The Brooklyn-born Lombardi played college football at Fordham University, earning a starting spot as a guard in the Fordham offensive line, dubbed the “Seven Blocks of Granite.” A business major, Lombardi graduated cum laude in 1937. After working in finance and playing semi-pro football with Delaware’s Wilmington Clippers, Lombardi took a teaching and coaching position at St. Cecilia High School in Englewood, New Jersey, in 1939. From there he moved on to coaching positions at Fordham and West Point before joining the staff of the NFL’s New York Giants as an assistant coach under Jim Lee Howell in 1954.
The deal with the Packers—a team that had finished with a 1-10-1 record the previous season—marked Lombardi’s first head coaching position in the NFL. In his first season, Lombardi guided his team to a 7-5 record and a third-place finish in the Western Conference of the NFL. The following year, the Packers lost in the 1960 championship game to the Philadelphia Eagles, 17-13. Lombardi won his first championship ring in 1961, when Green Bay smashed the Giants 37-0; they repeated as champs the next year, again beating New York, 16-7. In addition to capturing three more NFL championships from 1965 to 1967, the Packers won both of the first two Super Bowls, in which the NFL champion faced the winner of the upstart American Football League (AFL). With the phenomenal play of his team, Lombardi literally became the face of professional football, gracing the cover of a December 1962 issue of TIME magazine under the headline “The Sport of the ’60s.”

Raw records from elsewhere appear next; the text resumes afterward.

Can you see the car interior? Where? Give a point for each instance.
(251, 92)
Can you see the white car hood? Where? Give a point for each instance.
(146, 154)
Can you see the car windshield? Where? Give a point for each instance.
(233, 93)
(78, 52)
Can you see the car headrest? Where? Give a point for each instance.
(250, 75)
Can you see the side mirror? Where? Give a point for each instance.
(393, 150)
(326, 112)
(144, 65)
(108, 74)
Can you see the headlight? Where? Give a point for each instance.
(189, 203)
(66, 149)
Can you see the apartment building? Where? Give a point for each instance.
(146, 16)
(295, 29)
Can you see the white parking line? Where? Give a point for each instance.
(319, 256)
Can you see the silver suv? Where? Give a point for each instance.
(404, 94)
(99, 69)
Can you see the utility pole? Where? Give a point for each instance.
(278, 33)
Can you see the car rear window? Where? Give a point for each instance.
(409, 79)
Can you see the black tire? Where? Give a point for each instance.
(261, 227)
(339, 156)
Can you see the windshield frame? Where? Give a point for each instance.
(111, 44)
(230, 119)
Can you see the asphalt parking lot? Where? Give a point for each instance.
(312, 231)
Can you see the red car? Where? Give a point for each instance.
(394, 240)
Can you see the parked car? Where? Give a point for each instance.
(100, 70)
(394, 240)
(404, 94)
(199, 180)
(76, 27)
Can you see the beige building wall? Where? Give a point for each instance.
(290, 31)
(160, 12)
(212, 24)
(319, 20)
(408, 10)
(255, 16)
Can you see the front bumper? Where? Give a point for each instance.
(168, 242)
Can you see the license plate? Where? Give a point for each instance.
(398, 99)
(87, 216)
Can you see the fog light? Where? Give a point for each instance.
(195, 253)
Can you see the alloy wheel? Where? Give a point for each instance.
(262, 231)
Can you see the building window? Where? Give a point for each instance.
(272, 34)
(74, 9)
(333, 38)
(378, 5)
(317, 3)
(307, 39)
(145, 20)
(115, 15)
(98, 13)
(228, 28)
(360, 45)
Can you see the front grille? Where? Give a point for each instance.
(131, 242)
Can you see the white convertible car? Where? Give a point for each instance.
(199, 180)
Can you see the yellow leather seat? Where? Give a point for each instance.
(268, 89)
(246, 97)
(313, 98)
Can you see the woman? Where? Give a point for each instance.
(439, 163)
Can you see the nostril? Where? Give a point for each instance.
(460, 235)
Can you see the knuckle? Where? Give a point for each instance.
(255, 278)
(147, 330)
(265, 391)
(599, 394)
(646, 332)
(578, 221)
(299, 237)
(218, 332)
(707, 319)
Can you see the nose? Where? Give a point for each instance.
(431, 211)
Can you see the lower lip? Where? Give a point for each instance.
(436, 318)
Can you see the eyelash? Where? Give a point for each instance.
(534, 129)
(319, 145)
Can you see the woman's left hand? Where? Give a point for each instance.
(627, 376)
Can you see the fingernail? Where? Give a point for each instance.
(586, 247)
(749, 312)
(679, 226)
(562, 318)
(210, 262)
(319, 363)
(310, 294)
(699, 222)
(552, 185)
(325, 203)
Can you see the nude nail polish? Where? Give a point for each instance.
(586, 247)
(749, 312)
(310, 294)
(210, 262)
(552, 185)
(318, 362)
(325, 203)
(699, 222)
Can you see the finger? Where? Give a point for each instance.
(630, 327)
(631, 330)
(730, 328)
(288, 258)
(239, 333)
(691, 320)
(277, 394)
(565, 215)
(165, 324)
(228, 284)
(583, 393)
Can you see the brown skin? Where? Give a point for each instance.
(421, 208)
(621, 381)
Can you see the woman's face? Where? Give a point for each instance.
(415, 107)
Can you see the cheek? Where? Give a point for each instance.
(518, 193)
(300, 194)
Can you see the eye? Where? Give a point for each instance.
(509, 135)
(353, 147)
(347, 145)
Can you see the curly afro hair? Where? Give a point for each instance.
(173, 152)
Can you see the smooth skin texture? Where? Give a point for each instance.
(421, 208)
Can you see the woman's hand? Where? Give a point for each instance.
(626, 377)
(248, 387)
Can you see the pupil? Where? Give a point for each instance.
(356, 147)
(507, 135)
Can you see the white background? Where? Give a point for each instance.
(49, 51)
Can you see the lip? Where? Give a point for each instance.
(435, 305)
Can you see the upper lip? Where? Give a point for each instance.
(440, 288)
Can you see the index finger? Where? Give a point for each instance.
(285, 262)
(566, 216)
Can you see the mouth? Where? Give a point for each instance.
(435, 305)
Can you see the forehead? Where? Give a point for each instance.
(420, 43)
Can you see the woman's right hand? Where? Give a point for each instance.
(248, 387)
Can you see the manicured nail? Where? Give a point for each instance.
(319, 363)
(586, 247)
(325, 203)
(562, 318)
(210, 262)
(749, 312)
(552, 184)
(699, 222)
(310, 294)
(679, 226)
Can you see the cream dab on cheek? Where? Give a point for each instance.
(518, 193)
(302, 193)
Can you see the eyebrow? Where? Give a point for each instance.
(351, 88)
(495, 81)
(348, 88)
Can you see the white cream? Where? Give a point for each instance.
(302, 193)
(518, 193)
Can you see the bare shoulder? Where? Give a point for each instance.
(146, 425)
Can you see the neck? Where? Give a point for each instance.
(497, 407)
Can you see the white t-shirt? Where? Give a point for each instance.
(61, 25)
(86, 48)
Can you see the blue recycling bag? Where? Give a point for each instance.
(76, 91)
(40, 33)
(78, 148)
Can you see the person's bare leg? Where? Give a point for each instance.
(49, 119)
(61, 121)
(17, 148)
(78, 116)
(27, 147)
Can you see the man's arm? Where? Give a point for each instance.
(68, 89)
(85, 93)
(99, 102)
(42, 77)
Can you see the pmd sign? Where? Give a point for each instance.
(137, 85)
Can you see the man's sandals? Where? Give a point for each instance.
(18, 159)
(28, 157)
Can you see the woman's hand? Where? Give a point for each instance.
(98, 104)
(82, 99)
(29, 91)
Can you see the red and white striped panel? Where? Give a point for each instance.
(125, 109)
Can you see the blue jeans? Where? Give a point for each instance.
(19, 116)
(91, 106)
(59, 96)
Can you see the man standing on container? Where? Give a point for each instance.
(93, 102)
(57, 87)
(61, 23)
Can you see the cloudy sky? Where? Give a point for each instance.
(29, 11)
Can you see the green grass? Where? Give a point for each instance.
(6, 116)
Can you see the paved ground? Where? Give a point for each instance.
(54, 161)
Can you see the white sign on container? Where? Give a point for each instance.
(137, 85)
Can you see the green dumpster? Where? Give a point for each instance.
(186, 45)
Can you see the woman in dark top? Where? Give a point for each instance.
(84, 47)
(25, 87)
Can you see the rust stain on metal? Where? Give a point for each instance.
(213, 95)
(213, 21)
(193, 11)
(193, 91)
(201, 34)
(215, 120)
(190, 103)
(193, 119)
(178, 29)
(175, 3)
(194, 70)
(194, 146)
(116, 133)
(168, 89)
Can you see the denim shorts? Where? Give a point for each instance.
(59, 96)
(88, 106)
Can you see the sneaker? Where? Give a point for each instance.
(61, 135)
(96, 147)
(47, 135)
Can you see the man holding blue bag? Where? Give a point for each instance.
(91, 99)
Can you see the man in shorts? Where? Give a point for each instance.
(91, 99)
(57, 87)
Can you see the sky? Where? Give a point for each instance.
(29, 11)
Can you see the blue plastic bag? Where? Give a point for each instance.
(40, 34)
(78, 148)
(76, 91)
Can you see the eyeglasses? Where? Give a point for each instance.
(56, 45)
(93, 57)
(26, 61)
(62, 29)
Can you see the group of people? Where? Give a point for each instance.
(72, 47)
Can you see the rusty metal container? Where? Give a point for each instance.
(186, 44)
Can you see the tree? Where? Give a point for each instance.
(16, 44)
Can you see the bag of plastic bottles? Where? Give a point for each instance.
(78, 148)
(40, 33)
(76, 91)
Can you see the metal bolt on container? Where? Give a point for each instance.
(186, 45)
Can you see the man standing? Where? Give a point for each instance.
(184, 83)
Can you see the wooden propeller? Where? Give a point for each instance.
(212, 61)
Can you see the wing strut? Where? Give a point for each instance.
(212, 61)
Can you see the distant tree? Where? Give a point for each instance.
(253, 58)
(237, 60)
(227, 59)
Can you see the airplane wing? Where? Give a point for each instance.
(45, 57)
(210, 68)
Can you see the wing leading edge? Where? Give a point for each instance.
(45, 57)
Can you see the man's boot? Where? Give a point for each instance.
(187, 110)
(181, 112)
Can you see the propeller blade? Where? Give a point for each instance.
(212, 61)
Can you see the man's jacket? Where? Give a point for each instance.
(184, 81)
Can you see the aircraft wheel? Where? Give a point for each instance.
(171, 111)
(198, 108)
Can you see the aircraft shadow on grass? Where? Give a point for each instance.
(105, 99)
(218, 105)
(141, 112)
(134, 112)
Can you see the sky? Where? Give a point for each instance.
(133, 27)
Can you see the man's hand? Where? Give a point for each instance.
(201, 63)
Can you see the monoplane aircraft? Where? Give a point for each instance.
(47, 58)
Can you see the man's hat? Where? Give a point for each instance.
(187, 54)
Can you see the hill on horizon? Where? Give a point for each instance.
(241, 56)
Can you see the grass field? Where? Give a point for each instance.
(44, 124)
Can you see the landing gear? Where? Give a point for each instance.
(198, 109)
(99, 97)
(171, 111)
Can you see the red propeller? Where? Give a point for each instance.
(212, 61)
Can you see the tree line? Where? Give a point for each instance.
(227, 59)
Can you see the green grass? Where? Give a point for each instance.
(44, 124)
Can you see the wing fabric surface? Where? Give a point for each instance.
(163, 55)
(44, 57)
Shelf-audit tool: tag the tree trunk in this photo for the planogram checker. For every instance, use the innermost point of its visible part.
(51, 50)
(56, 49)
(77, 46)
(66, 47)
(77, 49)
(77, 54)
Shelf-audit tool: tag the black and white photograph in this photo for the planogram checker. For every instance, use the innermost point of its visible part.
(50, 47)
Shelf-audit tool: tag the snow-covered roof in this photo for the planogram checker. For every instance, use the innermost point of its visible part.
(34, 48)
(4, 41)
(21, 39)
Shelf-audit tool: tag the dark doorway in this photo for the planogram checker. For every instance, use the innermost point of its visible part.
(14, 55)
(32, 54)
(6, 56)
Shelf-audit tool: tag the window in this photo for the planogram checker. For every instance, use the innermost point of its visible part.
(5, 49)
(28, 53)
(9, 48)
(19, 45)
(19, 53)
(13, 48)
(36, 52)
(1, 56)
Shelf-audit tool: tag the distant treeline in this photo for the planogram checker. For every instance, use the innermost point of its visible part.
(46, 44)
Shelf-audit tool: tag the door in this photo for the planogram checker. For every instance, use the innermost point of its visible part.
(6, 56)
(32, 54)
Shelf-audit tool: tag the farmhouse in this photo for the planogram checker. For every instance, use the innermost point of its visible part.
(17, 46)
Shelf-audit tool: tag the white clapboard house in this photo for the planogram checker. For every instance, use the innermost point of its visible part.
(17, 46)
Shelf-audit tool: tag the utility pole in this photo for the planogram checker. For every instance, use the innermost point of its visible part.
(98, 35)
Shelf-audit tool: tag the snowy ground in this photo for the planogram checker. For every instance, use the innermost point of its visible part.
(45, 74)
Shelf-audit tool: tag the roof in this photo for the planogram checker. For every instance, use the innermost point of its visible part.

The second Super Bowl, a win over the Oakland Raiders, marked Lombardi’s last game with the Packers. In 1967, he announced his retirement, leaving with an overall coaching record in Green Bay of 98-30-4. Lombardi was unable to stay retired, however, and in 1969 he accepted the head coaching position for the Washington Redskins. True to form, he led the team to its first winning record in 14 years, bringing his overall professional coaching record to 105-35-6 by January 1970, without a single losing season.
Tragically, Lombardi was diagnosed with intestinal cancer that year and died in September 3, 1970, at the age of 57. He was inducted into the Pro Football Hall of Fame the following year. The Super Bowl trophy was subsequently renamed the Vince Lombardi Trophy, ensuring that Lombardi’s name—and his legacy as the greatest football coach of the 20th century—will be remembered forever.